With the municipal election coming up next fall, the Town of Fort Frances likely will be using a vote-by-mail method once again.
In a report received by council Monday night, Clerk Glenn Treftlin said this method has been used in municipal elections here since 2000—and recommended doing so again.
“Participation by the voters increased substantially in the 2000 election compared to previous elections, where traditional voting methods were used, and has remained at that elevated level in each subsequent election,” Treftlin said in his report.
“Even in the recent by-election in 2008, the voter turnout, although less than for the regular election, remained relatively strong compared to what would normally be expected when there is less than a full slate of offices for which to vote,” he added.

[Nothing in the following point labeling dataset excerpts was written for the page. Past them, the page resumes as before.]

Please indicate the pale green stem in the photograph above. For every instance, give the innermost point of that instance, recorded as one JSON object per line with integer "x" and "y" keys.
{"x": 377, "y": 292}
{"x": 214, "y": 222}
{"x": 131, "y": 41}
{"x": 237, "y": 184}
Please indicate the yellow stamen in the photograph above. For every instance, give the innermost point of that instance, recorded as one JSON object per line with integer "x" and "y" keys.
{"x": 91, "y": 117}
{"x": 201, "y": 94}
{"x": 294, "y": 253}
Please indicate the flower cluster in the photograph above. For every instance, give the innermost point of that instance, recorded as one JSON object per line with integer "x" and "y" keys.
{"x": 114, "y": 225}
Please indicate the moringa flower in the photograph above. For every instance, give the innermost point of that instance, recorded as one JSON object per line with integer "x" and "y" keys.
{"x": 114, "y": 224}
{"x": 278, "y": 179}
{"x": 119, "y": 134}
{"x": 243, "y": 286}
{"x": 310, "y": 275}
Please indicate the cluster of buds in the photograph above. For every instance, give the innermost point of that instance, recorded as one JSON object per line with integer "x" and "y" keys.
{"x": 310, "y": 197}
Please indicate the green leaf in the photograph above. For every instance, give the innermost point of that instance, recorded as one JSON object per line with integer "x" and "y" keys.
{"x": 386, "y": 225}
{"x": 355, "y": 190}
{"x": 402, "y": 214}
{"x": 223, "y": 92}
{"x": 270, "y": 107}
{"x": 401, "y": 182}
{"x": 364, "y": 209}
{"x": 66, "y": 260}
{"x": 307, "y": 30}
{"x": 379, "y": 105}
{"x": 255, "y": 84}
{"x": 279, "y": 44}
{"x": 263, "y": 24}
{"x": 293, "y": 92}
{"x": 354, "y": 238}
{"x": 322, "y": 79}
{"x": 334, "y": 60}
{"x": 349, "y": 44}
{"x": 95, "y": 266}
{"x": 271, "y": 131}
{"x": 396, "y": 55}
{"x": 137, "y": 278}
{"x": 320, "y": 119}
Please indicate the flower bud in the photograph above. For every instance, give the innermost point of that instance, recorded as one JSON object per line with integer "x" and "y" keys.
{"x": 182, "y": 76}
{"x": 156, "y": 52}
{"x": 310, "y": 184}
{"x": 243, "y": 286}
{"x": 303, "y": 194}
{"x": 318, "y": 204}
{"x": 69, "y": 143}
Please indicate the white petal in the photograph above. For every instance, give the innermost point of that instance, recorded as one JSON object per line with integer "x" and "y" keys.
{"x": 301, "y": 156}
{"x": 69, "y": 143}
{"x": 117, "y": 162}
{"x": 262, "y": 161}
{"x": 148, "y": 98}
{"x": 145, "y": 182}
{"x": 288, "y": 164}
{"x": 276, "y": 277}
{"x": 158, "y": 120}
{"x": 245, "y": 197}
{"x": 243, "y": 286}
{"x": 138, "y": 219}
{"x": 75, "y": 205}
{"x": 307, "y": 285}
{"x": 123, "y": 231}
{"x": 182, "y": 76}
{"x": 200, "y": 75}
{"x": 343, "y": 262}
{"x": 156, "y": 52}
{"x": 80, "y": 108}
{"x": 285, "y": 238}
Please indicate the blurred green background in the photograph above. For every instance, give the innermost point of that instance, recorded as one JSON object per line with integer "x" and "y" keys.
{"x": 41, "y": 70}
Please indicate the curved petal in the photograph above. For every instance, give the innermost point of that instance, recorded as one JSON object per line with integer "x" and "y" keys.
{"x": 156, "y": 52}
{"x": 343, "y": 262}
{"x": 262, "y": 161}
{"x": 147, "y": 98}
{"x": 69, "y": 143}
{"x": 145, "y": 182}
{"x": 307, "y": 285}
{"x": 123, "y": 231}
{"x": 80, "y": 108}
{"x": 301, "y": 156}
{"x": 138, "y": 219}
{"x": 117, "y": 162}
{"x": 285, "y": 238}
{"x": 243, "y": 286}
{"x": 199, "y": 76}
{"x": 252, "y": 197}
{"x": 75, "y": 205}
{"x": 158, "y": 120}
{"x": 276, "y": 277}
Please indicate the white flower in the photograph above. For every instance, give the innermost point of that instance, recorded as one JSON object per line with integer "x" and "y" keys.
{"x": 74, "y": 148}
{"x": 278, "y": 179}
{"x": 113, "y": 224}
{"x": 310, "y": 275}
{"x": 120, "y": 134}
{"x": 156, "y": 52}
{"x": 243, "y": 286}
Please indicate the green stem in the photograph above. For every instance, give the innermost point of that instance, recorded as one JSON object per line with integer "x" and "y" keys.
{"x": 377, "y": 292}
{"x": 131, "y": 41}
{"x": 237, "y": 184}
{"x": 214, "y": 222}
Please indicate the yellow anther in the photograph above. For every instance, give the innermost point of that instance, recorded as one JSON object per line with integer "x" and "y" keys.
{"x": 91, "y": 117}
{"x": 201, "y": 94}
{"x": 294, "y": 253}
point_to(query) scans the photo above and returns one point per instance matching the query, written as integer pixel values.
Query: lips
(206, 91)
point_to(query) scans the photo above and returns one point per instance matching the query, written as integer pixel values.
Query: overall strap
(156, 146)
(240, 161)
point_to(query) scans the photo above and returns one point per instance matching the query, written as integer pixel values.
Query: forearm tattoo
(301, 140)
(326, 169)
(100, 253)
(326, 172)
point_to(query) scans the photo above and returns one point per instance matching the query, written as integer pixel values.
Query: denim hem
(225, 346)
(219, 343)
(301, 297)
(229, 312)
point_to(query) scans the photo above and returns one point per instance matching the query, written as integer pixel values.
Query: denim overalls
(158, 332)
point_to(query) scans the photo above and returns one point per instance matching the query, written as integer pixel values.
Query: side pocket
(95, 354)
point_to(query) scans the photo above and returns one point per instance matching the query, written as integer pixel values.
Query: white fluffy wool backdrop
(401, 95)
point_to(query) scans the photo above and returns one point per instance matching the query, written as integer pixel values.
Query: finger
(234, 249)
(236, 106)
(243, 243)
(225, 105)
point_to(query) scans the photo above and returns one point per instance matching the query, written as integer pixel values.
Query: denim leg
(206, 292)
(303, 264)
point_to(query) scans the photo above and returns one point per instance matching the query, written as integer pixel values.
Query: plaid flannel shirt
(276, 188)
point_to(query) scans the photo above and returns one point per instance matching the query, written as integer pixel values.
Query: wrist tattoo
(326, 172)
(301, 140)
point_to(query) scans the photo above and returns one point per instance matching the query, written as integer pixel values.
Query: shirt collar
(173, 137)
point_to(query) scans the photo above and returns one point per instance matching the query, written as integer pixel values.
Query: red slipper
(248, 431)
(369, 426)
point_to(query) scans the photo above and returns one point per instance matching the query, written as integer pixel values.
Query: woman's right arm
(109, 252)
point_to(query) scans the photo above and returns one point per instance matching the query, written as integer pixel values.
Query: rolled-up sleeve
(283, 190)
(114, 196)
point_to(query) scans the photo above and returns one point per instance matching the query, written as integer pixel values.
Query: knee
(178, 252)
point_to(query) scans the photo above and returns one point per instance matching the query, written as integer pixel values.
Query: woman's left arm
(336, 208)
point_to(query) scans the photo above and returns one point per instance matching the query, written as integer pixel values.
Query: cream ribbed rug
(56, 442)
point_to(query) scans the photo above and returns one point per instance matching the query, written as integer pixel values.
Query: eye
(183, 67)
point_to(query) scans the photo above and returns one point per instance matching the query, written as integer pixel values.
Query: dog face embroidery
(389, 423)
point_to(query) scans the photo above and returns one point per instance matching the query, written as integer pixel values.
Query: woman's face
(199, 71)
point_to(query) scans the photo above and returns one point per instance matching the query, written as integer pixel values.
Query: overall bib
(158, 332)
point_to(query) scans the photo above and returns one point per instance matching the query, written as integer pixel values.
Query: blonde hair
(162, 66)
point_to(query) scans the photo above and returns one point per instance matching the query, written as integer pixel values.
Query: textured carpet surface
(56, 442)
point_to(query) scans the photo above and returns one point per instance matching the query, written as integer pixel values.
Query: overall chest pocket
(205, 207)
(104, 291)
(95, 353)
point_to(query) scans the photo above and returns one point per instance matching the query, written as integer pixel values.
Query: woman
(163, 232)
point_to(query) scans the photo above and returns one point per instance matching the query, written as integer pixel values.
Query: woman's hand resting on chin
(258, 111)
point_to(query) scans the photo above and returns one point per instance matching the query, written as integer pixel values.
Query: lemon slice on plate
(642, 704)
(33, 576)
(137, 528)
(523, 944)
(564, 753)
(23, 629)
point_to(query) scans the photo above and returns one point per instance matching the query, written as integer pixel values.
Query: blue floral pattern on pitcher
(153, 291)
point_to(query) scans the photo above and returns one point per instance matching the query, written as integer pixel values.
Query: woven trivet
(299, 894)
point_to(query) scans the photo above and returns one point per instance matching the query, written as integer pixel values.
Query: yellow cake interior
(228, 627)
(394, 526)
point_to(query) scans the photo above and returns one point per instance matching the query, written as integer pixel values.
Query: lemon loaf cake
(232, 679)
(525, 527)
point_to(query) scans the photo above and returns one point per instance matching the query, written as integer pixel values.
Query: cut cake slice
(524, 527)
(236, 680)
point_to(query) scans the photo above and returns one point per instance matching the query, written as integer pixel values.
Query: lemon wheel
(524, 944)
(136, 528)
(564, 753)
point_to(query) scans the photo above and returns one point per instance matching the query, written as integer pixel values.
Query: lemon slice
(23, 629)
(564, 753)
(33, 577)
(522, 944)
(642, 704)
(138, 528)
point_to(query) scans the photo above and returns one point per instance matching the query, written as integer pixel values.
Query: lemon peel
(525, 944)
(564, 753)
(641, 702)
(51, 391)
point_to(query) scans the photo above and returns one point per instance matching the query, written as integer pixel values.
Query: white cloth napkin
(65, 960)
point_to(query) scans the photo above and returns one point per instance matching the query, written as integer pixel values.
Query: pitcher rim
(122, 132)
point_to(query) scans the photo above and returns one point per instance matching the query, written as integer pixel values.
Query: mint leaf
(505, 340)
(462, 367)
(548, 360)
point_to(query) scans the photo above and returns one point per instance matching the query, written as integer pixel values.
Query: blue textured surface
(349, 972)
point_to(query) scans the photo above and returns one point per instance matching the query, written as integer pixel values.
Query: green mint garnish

“More and more municipalities in Ontario are taking advantage of available technology and opting for alternative methods for holding elections, including vote-by-mail, telephone voting, Internet voting, and others,” Treftlin continued.
“The use of vote-by-mail has been an affordable alternative to Fort Frances in the past, the cost of which compares favourably to the traditional paper ballot method,” he noted.
“Vote-by-mail has proved to make voting more accessible and convenient for voters in that they have more time to complete their ballot and can do so in their home.
“The voter kit with instructions is usually out weeks prior to voting day, and the completed ballot can be returned by mail or in person in a secrecy envelope with a signed voter declaration form in a postage pre-paid envelope so long as it is received at the Civic Centre before the close of polling on election day,” he explained.
Treftlin also recommended the town utilize electronic vote-tabulating equipment again, as was used in the 2006 election.
“There are definite advantages to using vote tabulators along with vote-by-mail,” he said. “The tolerances for acceptance of a vote cast can be defined for tabulators and the same test of acceptance will be applied consistently to each ballot cast.
“The comfort level as to reliance on the accuracy of the count will be maintained at a higher level, as well, since human fatigue is not a factor.”
Thanks to vote tabulators, Treftlin noted election results were known within eight minutes after the polls closed on election day in 2006.
Upon recommendation of the Administration and Finance executive committee, council approved the report Monday night and directed Treftlin to bring forward a bylaw to provide for a vote-by-mail method of voting, supported by vote tabulating equipment, in the 2010 municipal election.
This bylaw will be voted on at a future council meeting.
In related news, Treftlin said in his report that a notice will be advertised in December, advising candidates that nominations for various offices will be accepted starting Jan. 4.